Bhola Island became the scene of history’s single worst environmental catastrophe when, in 1970, a cyclone hit and 500 000 lives were swept away in a single night by a 34-foot storm surge (source: BBC).
Story by Divyan Ahimaz and photos by Fred Hyde Schools and LuAnne Cadd.
Over 50 years later, the single biggest killer of under-fours in Bangladesh is still drowning according to the RNLI. The death rate in Bangladesh for children 1-4 years old is a horrifying 86.3 per 100 000 per year. In this setting operates one of Bangladesh’s oldest education projects, the 'Co-operation in Development' primary school project, which has built over 60 schools and kindergartens in Bhola over the last 30 years.
Each of the schools is an island, built up on ‘high ground’ made by hand from mud dug from canals and a myriad of ponds that dot the landscape. The schools draw children from the country’s poorest families, often families made homeless by erosion by the mighty south-bound rivers.
They are keen to come - trudging through mud and thigh-high tides during the wet season - and the children outperform graduates of other schools in the region at the government-run secondary school entrance exams.
'MAF’s planes take us straight from Dhaka through to the river off Bhola, and in the process save us around 8 or 10 hours—a working day—each way.’ Dr Olav Muurlink – country director for Co-operation in Development, Bangladesh
However, these children are literally dying to get to school. In a recent school year, three students died either at school or getting to school - out of a total enrolment of 11,000.
‘Apart from the deaths we had some close runs - a boy going across one of the bamboo bridges to get a snack fell into the water and would have drowned if one of the elder boys hadn’t seen it happen,’ says Associate Professor Olav Muurlink, ‘and another girl ran out of school, slipped and lost consciousness in one of the ponds outside the school doors’.
Building bridges to education
Dr Muurlink, whose ‘day job’ is as an academic at Central Queensland University in Australia spends much of his spare time in Bhola, meeting with the charity’s 180 staff and visiting each of the schools. For Dr Muurlink, time is of critical importance, and that’s where MAF’s work really comes into its own.

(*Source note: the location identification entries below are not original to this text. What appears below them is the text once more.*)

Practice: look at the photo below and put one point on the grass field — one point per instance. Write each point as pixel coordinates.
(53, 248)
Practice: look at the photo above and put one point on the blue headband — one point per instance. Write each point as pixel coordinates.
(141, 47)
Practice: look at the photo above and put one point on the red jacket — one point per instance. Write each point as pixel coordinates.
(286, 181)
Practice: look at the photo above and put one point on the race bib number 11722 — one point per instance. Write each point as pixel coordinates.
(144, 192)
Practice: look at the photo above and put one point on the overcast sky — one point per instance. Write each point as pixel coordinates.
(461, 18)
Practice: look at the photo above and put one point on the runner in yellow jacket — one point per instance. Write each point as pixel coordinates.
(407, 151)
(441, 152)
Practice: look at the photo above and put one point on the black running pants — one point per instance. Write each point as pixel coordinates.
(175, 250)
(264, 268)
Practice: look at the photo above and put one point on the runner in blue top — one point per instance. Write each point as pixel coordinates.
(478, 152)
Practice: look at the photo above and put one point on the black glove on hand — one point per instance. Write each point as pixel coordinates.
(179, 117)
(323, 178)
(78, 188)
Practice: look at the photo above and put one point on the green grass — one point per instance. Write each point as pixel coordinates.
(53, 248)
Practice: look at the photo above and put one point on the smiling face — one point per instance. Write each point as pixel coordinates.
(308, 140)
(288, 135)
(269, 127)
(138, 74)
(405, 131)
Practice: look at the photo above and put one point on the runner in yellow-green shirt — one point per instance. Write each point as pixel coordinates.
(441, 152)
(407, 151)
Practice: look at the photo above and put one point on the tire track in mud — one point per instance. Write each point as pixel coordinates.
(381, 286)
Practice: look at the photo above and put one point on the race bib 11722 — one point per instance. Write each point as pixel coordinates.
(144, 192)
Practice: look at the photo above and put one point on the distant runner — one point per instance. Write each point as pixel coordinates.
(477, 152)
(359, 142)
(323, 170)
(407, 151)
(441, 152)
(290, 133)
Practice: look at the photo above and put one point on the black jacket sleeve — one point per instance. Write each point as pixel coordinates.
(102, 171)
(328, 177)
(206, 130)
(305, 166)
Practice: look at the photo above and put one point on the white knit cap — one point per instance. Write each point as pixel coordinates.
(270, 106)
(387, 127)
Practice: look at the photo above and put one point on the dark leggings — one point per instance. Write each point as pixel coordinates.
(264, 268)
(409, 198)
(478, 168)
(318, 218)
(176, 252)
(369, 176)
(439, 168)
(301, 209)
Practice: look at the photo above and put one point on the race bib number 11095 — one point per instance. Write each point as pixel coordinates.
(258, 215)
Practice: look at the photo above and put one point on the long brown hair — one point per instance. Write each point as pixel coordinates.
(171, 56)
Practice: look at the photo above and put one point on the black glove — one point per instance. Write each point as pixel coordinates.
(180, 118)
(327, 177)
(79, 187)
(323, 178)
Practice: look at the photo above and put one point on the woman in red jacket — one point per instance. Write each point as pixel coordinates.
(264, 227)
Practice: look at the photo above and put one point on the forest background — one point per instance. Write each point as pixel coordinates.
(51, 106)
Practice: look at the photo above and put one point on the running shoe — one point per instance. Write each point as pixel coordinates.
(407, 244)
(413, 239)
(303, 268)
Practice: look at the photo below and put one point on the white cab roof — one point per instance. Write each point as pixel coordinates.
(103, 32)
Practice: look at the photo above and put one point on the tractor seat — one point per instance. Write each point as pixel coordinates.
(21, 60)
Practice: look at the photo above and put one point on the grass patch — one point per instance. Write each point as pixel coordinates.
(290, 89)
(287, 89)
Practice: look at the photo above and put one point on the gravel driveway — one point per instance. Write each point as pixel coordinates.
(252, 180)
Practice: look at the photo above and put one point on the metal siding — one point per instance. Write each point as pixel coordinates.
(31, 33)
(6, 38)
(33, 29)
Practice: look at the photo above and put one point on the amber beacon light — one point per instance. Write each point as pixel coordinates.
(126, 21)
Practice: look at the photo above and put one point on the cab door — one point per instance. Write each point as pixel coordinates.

‘We rely largely on volunteers to get some of the key management work done, and all of us have day jobs, so saving even a single day in travel time makes a huge difference. MAF’s planes take us straight from the domestic terminal in Dhaka through to the river off Bhola, and in the process save us around 8 or 10 hours—a working day—each way.’
The charity is focusing on filling in ponds close to school and literally building bridges between schools and populations of school-age children.
‘There is no question of fencing off swimming pools here to stop drownings, as we would do in Australia,’ says Dr Muurlink. Instead, the charity is focusing on filling in ponds close to school and literally building bridges between the areas where schools operate and populations of school-age children. For example in one case, in a public-private partnership between the charity and two union councils on Bhola, a ‘land bridge’ and a wooden-concrete construction costing less than £500 will mean that around 100 children will be able to get safely to school this coming monsoon.
‘Dr Muurlink continues: ‘Once the monsoon ramps up, you can measure the rain in metres, not millimetres, and we hope to be ready.’